Obviously, immodesty has its own issues, but this head covering business, and covering women up completely in big, ugly sacks, is ridiculous. Women can, and should be attractive though certainly, the extent to which sexiness has been emphasized has taken all the mystery out of it and had placed the emphasis on raw, animal sex, and not where it belongs, on psychological and spiritual compatibility.

I noted in another thread the fact that whoever wrote the Koran was reading and utilizing Paul's letters (and pseudepigraphic apocalypses), and obviously after redaction because proto-koranic texts came much later, and this is just another bit of evidence that this was the case. Here is the post:
In an article that I personally found rather weak on the inclusion of Enochic material in the Quran through the messianic/sectarian environment in 7th century Arabia, I found this remark to be interesting:

Finally, in q. 33:33, the following words are addressed to the wives of the Prophet: ‘Stay in your houses and do not make a display, like that of the first Jahiliyya [al-jāhiliyya al-ūlā].’ The reference here would seem to be to the women who had been taught to beautify themselves by the angels (1Enoch 8:1), an innovation which was singled out for particular reprehension by Tertullian in a number of writings.

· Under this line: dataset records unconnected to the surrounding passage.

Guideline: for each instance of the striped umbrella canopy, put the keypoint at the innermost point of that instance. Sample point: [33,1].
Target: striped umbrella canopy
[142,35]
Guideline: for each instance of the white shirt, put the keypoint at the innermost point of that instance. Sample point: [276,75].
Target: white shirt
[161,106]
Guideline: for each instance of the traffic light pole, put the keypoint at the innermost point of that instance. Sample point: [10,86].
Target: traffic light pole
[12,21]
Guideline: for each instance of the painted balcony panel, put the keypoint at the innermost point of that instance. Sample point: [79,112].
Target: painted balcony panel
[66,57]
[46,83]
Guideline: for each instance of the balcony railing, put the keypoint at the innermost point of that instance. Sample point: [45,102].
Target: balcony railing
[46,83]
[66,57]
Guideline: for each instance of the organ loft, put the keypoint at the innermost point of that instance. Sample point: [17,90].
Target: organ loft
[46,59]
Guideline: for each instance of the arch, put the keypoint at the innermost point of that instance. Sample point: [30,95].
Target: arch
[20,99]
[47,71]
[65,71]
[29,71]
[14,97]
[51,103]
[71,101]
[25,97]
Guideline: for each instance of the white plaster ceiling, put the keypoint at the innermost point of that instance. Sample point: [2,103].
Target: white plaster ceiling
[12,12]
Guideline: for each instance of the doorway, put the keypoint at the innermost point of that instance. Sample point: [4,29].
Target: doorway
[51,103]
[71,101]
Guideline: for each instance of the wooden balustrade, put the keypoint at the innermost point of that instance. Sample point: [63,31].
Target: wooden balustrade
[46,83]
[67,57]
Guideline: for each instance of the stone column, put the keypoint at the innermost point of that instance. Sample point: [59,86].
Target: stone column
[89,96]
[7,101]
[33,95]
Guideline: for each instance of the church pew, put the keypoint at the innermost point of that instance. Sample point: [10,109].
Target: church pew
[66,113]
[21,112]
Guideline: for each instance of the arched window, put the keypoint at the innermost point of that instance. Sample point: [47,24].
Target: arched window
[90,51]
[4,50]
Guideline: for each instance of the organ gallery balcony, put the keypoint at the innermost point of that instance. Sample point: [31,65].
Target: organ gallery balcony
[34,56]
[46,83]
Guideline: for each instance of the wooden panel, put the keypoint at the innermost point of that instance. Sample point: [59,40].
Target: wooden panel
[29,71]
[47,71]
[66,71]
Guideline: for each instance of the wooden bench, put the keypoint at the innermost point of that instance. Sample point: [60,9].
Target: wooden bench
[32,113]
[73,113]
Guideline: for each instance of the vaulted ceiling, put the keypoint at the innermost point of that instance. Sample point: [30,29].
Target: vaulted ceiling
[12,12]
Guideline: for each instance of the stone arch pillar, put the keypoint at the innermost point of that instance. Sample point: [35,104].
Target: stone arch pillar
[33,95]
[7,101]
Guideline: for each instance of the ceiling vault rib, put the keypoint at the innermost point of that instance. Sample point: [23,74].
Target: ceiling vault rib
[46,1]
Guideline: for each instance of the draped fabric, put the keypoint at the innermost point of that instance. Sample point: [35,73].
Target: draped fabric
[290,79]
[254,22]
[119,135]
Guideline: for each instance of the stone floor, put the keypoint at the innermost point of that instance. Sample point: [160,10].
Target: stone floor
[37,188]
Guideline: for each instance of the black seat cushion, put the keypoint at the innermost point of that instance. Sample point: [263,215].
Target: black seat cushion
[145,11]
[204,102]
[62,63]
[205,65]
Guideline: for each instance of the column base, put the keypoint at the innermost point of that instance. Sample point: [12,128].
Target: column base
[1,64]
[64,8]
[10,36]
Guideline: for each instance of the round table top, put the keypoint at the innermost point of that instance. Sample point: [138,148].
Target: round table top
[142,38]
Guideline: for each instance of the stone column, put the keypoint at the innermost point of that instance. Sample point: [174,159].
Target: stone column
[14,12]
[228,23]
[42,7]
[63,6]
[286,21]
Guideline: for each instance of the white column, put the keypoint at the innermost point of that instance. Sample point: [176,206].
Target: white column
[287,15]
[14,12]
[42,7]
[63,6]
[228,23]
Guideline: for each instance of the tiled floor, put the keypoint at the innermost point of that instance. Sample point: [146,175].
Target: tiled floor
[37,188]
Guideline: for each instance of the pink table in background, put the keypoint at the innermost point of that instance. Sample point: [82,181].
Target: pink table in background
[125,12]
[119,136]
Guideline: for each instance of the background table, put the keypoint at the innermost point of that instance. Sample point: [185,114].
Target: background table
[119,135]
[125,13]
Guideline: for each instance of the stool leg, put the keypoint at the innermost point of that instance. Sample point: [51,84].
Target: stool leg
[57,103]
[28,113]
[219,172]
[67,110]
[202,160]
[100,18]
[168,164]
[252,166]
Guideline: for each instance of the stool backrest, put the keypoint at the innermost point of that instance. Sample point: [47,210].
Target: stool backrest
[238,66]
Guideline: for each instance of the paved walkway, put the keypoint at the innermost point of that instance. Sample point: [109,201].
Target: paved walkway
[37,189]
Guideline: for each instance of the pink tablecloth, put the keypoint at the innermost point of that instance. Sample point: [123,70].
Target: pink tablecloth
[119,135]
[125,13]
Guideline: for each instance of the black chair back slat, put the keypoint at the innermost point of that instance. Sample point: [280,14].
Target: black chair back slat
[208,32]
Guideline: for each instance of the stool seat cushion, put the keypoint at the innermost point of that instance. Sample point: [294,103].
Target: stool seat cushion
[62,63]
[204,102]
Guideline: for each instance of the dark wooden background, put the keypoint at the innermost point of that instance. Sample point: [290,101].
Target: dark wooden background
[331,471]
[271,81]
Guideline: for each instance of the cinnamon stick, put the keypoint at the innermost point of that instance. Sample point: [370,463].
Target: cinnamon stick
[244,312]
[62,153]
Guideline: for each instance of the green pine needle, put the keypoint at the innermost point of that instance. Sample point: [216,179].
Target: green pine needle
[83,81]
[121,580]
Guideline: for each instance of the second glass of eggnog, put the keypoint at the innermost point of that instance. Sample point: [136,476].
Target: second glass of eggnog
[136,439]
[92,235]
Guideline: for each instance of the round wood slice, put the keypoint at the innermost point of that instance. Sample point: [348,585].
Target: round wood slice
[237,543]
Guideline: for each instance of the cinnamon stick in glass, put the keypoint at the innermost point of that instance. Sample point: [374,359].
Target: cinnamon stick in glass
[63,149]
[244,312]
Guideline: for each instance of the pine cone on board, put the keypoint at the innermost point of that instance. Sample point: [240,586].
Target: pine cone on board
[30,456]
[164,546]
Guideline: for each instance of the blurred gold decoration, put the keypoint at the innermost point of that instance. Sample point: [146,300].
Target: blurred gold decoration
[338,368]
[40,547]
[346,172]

The angels were responsible for the means of ‘womanly ostentation’ such as jewellery and eye makeup; it was on account of the angels that women had to be veiled, he claimed.(90) The Book of Watchers, like the Jubilees and Christian works, sees the flood as the first global disaster to overtake mankind, prefiguring the last judgement.(91) In the Epistle of Enoch, another part of 1Enoch, the flood is explicitly called ‘the first end.’(92) That the first end should have been preceded by the first period of ignorance/barbarism is a natural inference, and the Christians seem to have made it too, though the one example I have come across lacks the eschatological perspective.(93) Some exegetes duly assign the first Jahiliyya mentioned in the Qurʾān to the period before the flood, either between Adam and Noah or between Idrīs and Noah...
Notes said:
90 VanderKam, ‘1Enoch, Enochic Motifs’ (above, note 10), pp. 51, 68; cf. also p. 66, on Clement of Alexandria.
91 J.C. VanderKam, ‘The Righteousness of Noah,’ in G.W.E. Nickelsburg (ed.), Ideal Figures in Ancient Judaism, Chicago 1980, pp. 25f.
92 1Enoch 93:4.
93 Epiphanius identifies the ‘first sect’ as Barbarism (barbarismos), which lasted from Adam to Noah, marked by Adam’s fall, Cain’s fratricide and the introduction of sorcery, witchcraft, licentiousness, adultery and iniquity in the time of Jared, Enoch’s father; see Epiphanius, Panarion, Book i, ed. H. Kroll, Leipzig 1915 (English transl. by F. Williams, Leiden 1987), Proem i, 3, 1f.; Anacephalaeosis 1, 1, section 1.
Not a revolutionary smoking gun but an interesting possibility nontheless.